Monday, June 2, 2008

Found Treasures



I promised that I'd write about where I'd been:

Two weeks ago I spent time at my family's lake house in northern Michigan. And despite the cold (fire was the only source of heat) and the somewhat remote location of our cabin, I never felt unengaged. That is, there wasn't a time when I was bored, when I longed for the television, or even a movie (and I brought my laptop just in case).

In between hiking through the woods and discovering a pile of stones reputed to be the foundations of an ancient farmhouse, hunting for fossils on the beach (my brother found one, I didn't…but his fossil mistakenly got packed with some of my found treasures), and rummaging around the attic and old barn, my days where filled.

My brother and I found a few things: my father's diary from 1957—from which we read aloud to the hilarity of the rest of the family, we rediscovered the hayloft in the barn filled, oddly, with timber and an overstuffed chair from the 50s that the mice had had their way with, and we stumbled across the rules to the skeet range from the 40s-60s. We read the first rule: 'Absolutely no drinking on the range'…and my father wondered aloud if a sober breath had ever been pulled there.

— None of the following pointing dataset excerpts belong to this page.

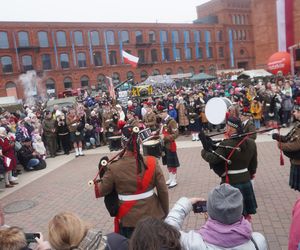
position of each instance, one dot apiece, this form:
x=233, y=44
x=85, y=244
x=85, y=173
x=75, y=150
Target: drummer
x=168, y=134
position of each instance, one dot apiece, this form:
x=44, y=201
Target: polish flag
x=130, y=59
x=285, y=24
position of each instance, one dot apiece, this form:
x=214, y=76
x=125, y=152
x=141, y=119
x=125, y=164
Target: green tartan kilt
x=247, y=191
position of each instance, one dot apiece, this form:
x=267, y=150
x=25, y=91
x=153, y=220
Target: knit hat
x=225, y=204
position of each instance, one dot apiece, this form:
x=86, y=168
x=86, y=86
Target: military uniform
x=241, y=170
x=122, y=175
x=290, y=145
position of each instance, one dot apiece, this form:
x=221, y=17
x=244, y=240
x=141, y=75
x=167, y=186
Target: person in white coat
x=225, y=228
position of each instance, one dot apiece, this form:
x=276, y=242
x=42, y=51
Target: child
x=39, y=146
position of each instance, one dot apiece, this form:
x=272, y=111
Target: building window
x=68, y=83
x=156, y=72
x=152, y=38
x=141, y=56
x=167, y=54
x=178, y=55
x=27, y=63
x=84, y=80
x=221, y=52
x=78, y=38
x=200, y=53
x=81, y=58
x=138, y=37
x=46, y=61
x=23, y=39
x=144, y=75
x=188, y=54
x=154, y=57
x=50, y=86
x=43, y=39
x=3, y=40
x=164, y=36
x=97, y=58
x=220, y=35
x=175, y=36
x=124, y=36
x=168, y=71
x=210, y=52
x=113, y=57
x=95, y=38
x=61, y=39
x=180, y=70
x=110, y=37
x=64, y=61
x=6, y=64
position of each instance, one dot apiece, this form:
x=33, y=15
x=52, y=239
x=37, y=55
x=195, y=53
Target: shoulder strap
x=255, y=244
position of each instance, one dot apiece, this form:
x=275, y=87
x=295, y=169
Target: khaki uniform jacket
x=249, y=128
x=122, y=175
x=172, y=128
x=247, y=158
x=293, y=142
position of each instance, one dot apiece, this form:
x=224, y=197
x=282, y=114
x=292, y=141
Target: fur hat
x=225, y=204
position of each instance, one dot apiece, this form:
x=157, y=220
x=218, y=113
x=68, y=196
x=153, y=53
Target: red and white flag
x=285, y=24
x=130, y=59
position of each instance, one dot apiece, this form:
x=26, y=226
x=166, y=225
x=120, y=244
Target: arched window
x=168, y=71
x=27, y=63
x=50, y=86
x=116, y=78
x=43, y=39
x=156, y=72
x=6, y=64
x=180, y=70
x=68, y=83
x=3, y=40
x=11, y=89
x=138, y=37
x=124, y=36
x=78, y=38
x=61, y=39
x=84, y=81
x=81, y=58
x=95, y=38
x=152, y=38
x=110, y=37
x=23, y=39
x=144, y=75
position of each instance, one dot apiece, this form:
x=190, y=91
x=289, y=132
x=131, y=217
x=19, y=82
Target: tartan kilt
x=247, y=191
x=295, y=177
x=170, y=158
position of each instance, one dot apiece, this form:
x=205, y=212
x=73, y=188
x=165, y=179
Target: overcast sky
x=170, y=11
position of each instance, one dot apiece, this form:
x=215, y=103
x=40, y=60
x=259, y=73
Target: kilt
x=170, y=158
x=247, y=191
x=295, y=177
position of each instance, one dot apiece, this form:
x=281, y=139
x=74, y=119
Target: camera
x=200, y=207
x=30, y=237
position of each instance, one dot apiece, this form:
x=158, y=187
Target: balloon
x=280, y=61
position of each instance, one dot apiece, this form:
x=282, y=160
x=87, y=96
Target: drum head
x=215, y=110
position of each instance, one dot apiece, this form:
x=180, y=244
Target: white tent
x=254, y=73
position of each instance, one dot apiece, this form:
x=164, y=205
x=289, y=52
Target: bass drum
x=152, y=147
x=216, y=109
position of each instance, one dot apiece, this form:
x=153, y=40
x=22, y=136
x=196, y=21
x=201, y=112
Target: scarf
x=94, y=240
x=227, y=236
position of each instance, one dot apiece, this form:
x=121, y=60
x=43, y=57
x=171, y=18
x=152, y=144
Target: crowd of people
x=135, y=182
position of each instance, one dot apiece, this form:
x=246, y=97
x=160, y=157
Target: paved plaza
x=63, y=186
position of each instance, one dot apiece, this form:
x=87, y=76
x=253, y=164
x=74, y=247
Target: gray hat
x=225, y=204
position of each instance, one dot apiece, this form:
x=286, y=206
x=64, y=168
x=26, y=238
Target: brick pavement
x=66, y=189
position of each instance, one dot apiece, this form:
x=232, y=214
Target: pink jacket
x=294, y=238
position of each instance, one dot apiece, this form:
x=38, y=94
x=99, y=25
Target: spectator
x=225, y=227
x=68, y=231
x=151, y=234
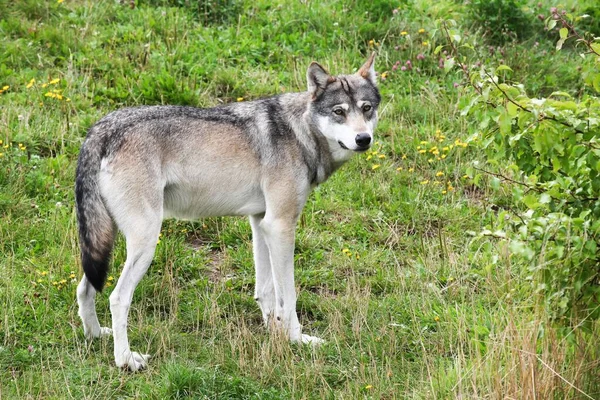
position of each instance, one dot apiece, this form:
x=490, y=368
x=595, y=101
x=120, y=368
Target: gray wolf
x=138, y=166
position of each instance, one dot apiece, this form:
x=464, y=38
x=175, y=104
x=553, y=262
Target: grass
x=389, y=267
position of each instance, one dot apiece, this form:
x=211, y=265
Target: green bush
x=500, y=20
x=548, y=149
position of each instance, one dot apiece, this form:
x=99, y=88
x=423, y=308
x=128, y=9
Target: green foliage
x=209, y=12
x=184, y=382
x=501, y=21
x=389, y=267
x=553, y=152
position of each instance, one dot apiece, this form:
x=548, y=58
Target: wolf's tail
x=96, y=227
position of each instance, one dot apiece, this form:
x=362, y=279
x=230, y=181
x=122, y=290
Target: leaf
x=512, y=110
x=563, y=32
x=503, y=68
x=559, y=93
x=448, y=64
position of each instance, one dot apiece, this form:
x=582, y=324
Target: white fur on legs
x=264, y=291
x=279, y=237
x=86, y=295
x=140, y=251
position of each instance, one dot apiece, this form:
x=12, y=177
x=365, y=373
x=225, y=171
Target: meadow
x=400, y=265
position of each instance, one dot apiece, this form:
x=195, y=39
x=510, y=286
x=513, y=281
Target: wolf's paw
x=104, y=331
x=313, y=340
x=133, y=361
x=100, y=331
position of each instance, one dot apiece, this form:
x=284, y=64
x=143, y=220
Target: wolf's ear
x=367, y=71
x=318, y=78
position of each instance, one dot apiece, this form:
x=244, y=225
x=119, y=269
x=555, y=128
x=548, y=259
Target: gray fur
x=140, y=165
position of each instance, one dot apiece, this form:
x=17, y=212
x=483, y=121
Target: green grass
x=390, y=271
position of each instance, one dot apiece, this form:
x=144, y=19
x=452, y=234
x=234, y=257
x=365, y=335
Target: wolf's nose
x=363, y=139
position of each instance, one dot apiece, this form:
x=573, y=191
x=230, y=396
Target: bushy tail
x=96, y=227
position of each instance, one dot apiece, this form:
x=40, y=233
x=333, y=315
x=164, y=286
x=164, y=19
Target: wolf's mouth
x=357, y=150
x=342, y=145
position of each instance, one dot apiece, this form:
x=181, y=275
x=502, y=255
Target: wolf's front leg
x=279, y=236
x=264, y=291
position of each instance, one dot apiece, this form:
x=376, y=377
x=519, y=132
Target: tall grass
x=389, y=267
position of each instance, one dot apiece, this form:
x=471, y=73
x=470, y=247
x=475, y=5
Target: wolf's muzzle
x=363, y=141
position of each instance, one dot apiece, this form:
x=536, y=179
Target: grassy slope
x=417, y=310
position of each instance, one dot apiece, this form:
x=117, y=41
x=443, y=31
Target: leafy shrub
x=549, y=150
x=500, y=20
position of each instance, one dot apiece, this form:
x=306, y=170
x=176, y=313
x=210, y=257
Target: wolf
x=140, y=165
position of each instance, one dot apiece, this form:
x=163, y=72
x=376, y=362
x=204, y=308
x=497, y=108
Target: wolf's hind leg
x=86, y=296
x=141, y=235
x=264, y=292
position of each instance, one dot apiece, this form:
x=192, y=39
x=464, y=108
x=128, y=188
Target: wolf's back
x=96, y=227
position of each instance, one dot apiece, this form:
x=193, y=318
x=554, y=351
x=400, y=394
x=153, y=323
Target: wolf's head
x=344, y=108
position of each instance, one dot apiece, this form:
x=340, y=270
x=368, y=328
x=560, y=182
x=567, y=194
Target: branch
x=542, y=117
x=460, y=64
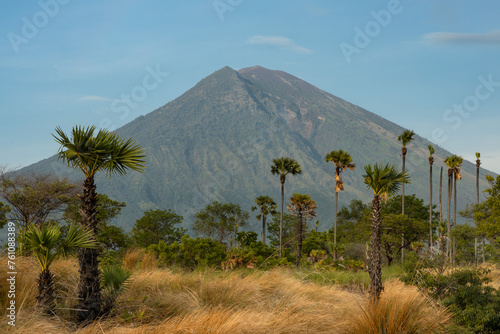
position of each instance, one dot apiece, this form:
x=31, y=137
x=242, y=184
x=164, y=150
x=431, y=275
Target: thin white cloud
x=278, y=41
x=491, y=38
x=93, y=98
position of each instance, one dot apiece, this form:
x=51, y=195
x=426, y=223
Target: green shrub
x=190, y=253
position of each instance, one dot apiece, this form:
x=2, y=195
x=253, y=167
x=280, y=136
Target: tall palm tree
x=342, y=160
x=431, y=161
x=267, y=206
x=405, y=138
x=456, y=176
x=90, y=153
x=282, y=167
x=46, y=245
x=384, y=181
x=304, y=208
x=478, y=164
x=453, y=162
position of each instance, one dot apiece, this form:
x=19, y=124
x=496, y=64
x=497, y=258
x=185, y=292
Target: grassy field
x=280, y=300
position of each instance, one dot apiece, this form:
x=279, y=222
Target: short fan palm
x=385, y=181
x=46, y=245
x=91, y=152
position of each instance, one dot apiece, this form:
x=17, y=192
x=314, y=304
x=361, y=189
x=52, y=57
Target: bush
x=190, y=253
x=466, y=292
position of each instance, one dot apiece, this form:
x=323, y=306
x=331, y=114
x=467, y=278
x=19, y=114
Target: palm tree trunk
x=264, y=228
x=281, y=216
x=441, y=196
x=454, y=213
x=403, y=151
x=45, y=299
x=448, y=244
x=430, y=207
x=89, y=285
x=335, y=227
x=299, y=240
x=375, y=268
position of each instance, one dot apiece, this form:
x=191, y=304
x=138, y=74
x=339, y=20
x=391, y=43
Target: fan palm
x=431, y=161
x=282, y=167
x=46, y=244
x=405, y=138
x=478, y=164
x=453, y=162
x=90, y=153
x=267, y=206
x=384, y=181
x=304, y=208
x=342, y=160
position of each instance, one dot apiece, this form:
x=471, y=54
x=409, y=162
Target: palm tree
x=453, y=162
x=266, y=206
x=431, y=161
x=46, y=244
x=405, y=138
x=304, y=208
x=342, y=160
x=478, y=164
x=90, y=153
x=282, y=167
x=384, y=181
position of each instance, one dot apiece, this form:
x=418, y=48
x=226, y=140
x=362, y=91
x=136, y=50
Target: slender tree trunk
x=403, y=151
x=89, y=285
x=375, y=268
x=45, y=299
x=335, y=227
x=441, y=196
x=430, y=204
x=281, y=216
x=448, y=244
x=454, y=213
x=299, y=240
x=264, y=228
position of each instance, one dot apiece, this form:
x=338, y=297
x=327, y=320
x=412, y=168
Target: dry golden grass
x=211, y=301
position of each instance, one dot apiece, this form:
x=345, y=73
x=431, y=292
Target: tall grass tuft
x=401, y=309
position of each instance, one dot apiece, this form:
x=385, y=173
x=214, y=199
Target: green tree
x=90, y=153
x=431, y=162
x=266, y=206
x=282, y=167
x=219, y=220
x=342, y=160
x=4, y=210
x=156, y=225
x=46, y=244
x=304, y=208
x=384, y=181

There were other, more minor discoveries as well: family photos, and old books made new again, plus a return to simplicity.

Now, back in my day-to-day life, I try to hold on to the feeling of easy expansiveness and to remind myself not to get too bound up in things. After all, I am still the same person who tried to sneak up on a wild turkey…just to see what would happen.

What happened? My brother and I got within two feet of it, when it exploded upward out of the underbrush and scared the hell out of us. Then we went to the orchard and began a debate about crabapple trees.